Многое должны были простить друг другу Гвидо и Данте. Два государя, возвысившие род Полента, Бернардино и Ламберто, яростные Гвельфы, усердно помогали мечом и советом «флорентийцам негоднейшим», в их войне-восстании против Арриго Высокого, «Посланника Божия», чья кровь была на них и на всем роде Полента.[498] Это должен был Данте простить Гвидо, а тот ему — жестокие оскорбления рода его, в «Комедии», где заклеймены Полента, как злейшие «тираны», поджигатели вечных войн и «приблудные дети», выродки,[499] а родственники Гвидовой супруги, — как «фальшивомонетчики».[500]
Может быть, таинственно сблизила оскорбленного с оскорбителем и помогла им друг друга простить грешная для мира, но для них святая память Франчески да Римини, чья кровь текла в жилах Гвидо: отец Франчески был братом его отца.
Земля, где Данте нашел последнее убежище, Равенна, была родной землей Франчески.
Я родилась на берегу, у моря,Куда с притоками своими ПоВливается, чтоб вечный мир найти.[501]
Вечною бурей гонимая, в подземном аду, жаждет Франческа вечного мира так же неутолимо, как Данте, — в аду земном.
О, милая, родная нам, душа…Владыку мира, будь Он нашим другом,Молили б мы дать мир тебе за то,Что пожалел ты нас в великой скорби![502]
Эта мольба отверженных Богом, такая робкая, что не смеет сделаться молитвой, будет исполнена: как бы сама Франческа, подземная сестра Беатриче Небесной, даст «родной душе» Данте, в своей родной земле вечный мир.
Гвидо Новелло был поэтом, учеником Данте, в «сладком новом слоге» любви, dolce stil nuovo.

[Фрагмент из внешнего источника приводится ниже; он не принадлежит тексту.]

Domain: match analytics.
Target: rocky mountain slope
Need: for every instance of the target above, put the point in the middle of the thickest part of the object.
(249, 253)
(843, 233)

Может быть, и это их сблизило.
Кто умирает, любя, тот вечно живет, —
это, сказанное Гвидо, могла бы сказать и Франческа.[503]
Отдых сладчайший должен был почувствовать Данте, только что вошел наконец не в чужой, а в свой собственный дом, может быть, у церкви св. Франциска Ассизского, древней византийской базилики Сан Пьетро Маджиоре, где и похоронить себя завещает.[504] Верно угадал Гвидо, что жить ему будет отраднее не у него во дворце, а в своем собственном доме.[505] Видно, по этой догадке, как сердечно-тонок и умен был Гвидо в своей любви к Данте.
О, какой сладчайший отдых для усталого странника войти в свой дом и знать, что можно в нем жить и умереть; какое блаженство не чувствовать горькой соли чужого хлеба и крутизны лестниц чужих! Какая была отрада для Данте, разложив на столе пожелтевшие листки неоконченной «Комедии», знать, что не надо будет их снова связывать в пачки и укладывать в дорожную суму; не надо будет снова увязывать нищенскую рухлядь в тюки все более жесткими и все больнее, с каждой укладкой, режущими пальцы, веревками; не надо будет просыпаться в ночной темноте, в привычный час бессонницы, чтобы пересчитывать в уме последние гроши и, обливаясь холодным потом от ужаса, думать: «Хватит на столько-то дней, а после что?» Какой сладчайший отдых лечь в постель и знать, что злая Забота не разбудит до света петушьим криком на ухо, не стащит одеяла, не подымет сонного и не погонит снова, как Вечного Жида с горки на горку, из ямки в ямку, ломать и сращивать кости!